Under the Spring Festival’s “Together in the city” theme, two chamber presentations on 7 May were staged at Central European University. Both one-acts shared the common threads of issues that have concerned women for centuries: reproduction’s many vicissitudes, disenfranchisement, and society’s baked-in assumptions. Both performances were musically innovative, original, and captivatingly performed.
Born out of necessity
The first, titled “for who was not born,” is the brainchild of flutist Dominika Ács, pianist María Valverde, and percussionist Veronika T-Potzner. A kind of transcendental etude of its own, its loosely constructed theme of mourning for any loss experienced at any age was delineated with a series of songs in three languages, instrumental arrangements of classical and popular works, poetry, prayers, and personal diary excerpts.
While keeping a diary of her own personal loss, Ács started an online research project where women could contribute anonymously. Their stories of miscarriage, abortion, guilt, abuse, and abandonment, as well as the final words in artist Frida Kahlo’s diary “he stayed but never arrived who was not born” inspired the title for a musical vehicle that could represent the healing process.
Their charismatic pastiche staged in a large open atrium that gave them space to stretch out and walk into the audience as well, used their formidable musical skills in a program that ran the gamut: songs by Bartók, de Falla, Schubert, Gershwin, and American pop, separated by spoken dramatic texts and striking instrumental numbers. The more dramatic parts were enacted by Ács, and the more upbeat by Valverde — both of whom exhibited beautiful natural singing voices as well. The enchanting sound of T-Potzner’s marimba solos in that acoustic was a special treat that added to the mystique.
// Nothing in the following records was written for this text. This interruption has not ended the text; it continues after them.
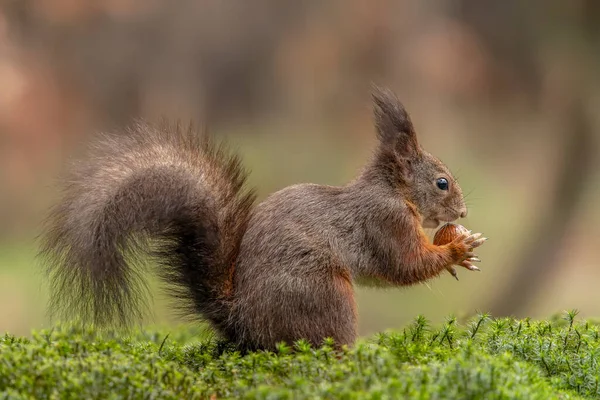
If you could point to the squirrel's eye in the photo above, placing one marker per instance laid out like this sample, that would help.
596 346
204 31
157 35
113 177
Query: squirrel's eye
442 183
When referring to the urgency of those women’s stories and their negotiation of loss, Ács expresses her emotional connection in the scene where she grasps an imaginary knife in front of her and squeezes it so hard that she cannot reopen her hand. “I couldn’t stop,” she explains. “That’s how the body and mind work. It would be fake if I didn’t squeeze [in performance]. The truth is right now.”
“for who was not born” will be repeated on Saturday, May 14 at 19:00, Lumen Kávézó, Horánszky utca 5.
Skirting the issues in a new way
The second performance was the musical theater piece “A room of one’s own,” inspired by an early 20th-century essay by the libertine British author Virginia Woolf. Actress Ágota Szilágyi performed a dramatic solo role surrounded by members of the Metrum Ensemble: clarinetist (and music director) Lajos Rozmán, flutist Anna Rákóczy, cellist Eszter Agárdi, and percussionist Attila Gyárfás, who freely floated around the stage, as did she. Her affecting monologue as a kind of Everywoman, alongside her ghostly companions, broke the fourth wall often, asking pressing questions about her role in society, her sense of sovereignty, and her rights to her choices.
While her script talked ardently about psycho-social concerns of the day, it was the visual life of the scenario that gave viewers food for deeper thought, and the omnipresent live musical ‘soundtrack’ gave listeners the hidden psychological factors – a kind of sonic mapping of her consciousness, from the skin to soul.

Szilágyi first appeared hiding under a 19th-century hoop-skirt petticoat, from which she wriggled out to reveal her in 18th-century masculine pantaloons and striped jacket, while the male musicians wore fluffy, frilly skirts. At one point, she grabbed a bullhorn and initiated a lock-step marching tune, at other times she frantically posted her notepapers on the wall and then grabbed a double bass and started plucking it. After those frenzied moments, she stood silently stretching her neck while the cellist played pizzicato slides – a private moment that could have been easily overlooked but instead indicated her need to realign her posture, physically and emotionally. Director Kriszta Vadász’s cleverly staged physicalization of Woolf’s/protagonist’s iconoclastic ideas, accompanied by her merry band of musicians, created an entertaining combination of Commedia dell’Arte and modern environmental theater.
The atonal and atmospheric musical tapestry felt entirely improvisational, but was in fact, written by composers Petra Szászi and Abigél Varga. Their soundscape wasn’t melodic, except only when the ensemble quoted classical composers Bach and the Schubert song “Meine Ruh’ ist hin” (Gretchen at the Spinning Wheel), wherein Szilágyi exhibited a sweet natural soprano that expressed interminable heartache before she jumped up to dance with the clarinetist.

Later, an especially striking group pose gave the cellist the spotlight in lieu of the protagonist: Bach’s joyful G major Cello Suite’s opening arpeggios proceeded to self-destruct into wild dissonance while everyone held up mirrors in front of her. This seemed to me to be a defining moment: Szilágyi’s repeated phrase “only a woman” had turned into “a woman only” — but on her own terms, and society’s opinions no longer occupied any real estate in her brain.